Brooks Cryder

Personal information
- Date of birth: January 13, 1955 (age 71)
- Place of birth: Philadelphia, Pennsylvania, U.S.
- Position: Defender

Youth career
- 1975: Philadelphia Textile

Senior career*
- Years: Team / Apps / (Gls)
- 1976: Tacoma Tides
- 1977: Los Angeles Skyhawks
- 1978–1979: Philadelphia Fury / 40 / (0)
- 1979–1980: Cleveland Force (indoor) / 32 / (6)
- Pennsylvania Stoners

= Brooks Cryder =

American soccer player

Brooks Cryder (born January 13, 1955) is an American retired soccer defender who played professionally in the American Soccer League, North American Soccer League and Major Indoor Soccer League.

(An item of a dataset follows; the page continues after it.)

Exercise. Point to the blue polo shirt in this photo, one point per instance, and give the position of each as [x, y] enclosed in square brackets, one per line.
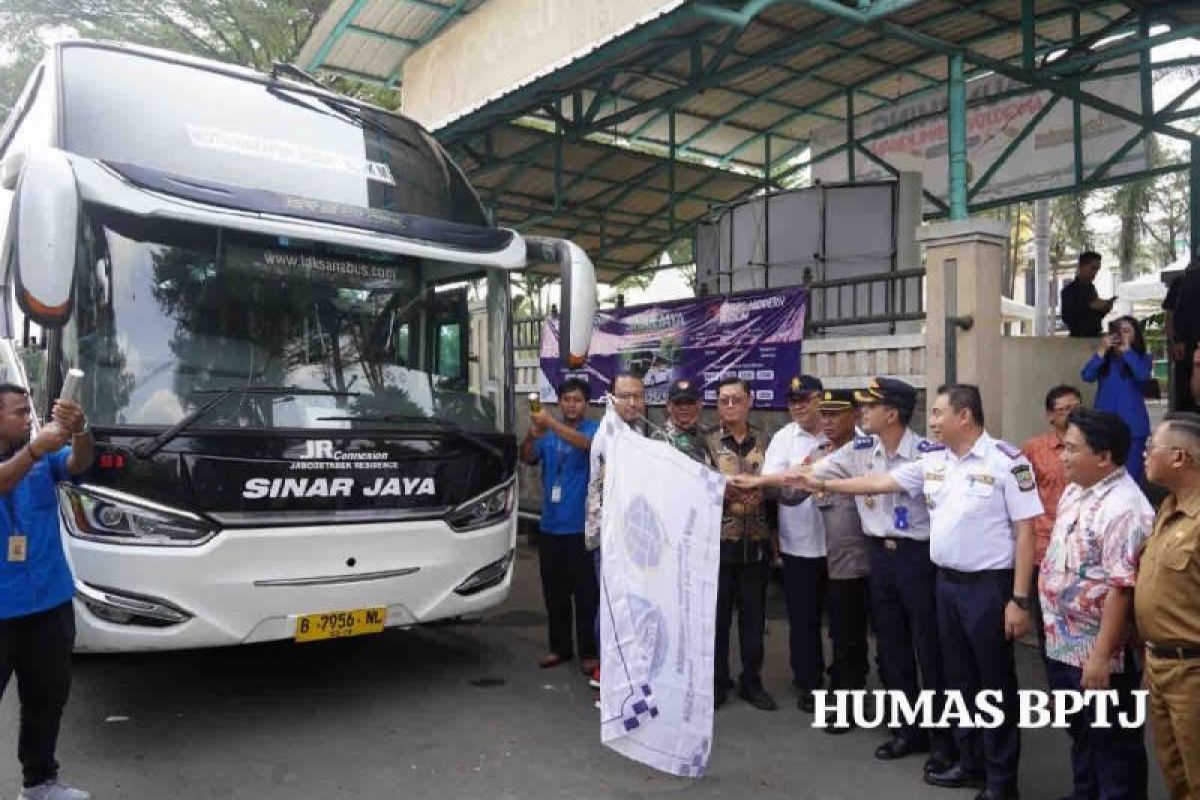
[567, 467]
[43, 579]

Cryder graduated from Roxborough High School. He spent at least one season, 1975, with the Philadelphia Textile soccer team. Drafted by the Philadelphia Atoms of the North American Soccer League in 1976, Cryder elected instead to play for the Tacoma Tides of the American Soccer League. He played the 1977 season with the Los Angeles Skyhawks. In 1978, Cryder signed with the Philadelphia Fury of the North American Soccer League. That fall, he also signed with the Cleveland Force of the Major Indoor Soccer League. He also played for the Pennsylvania Stoners.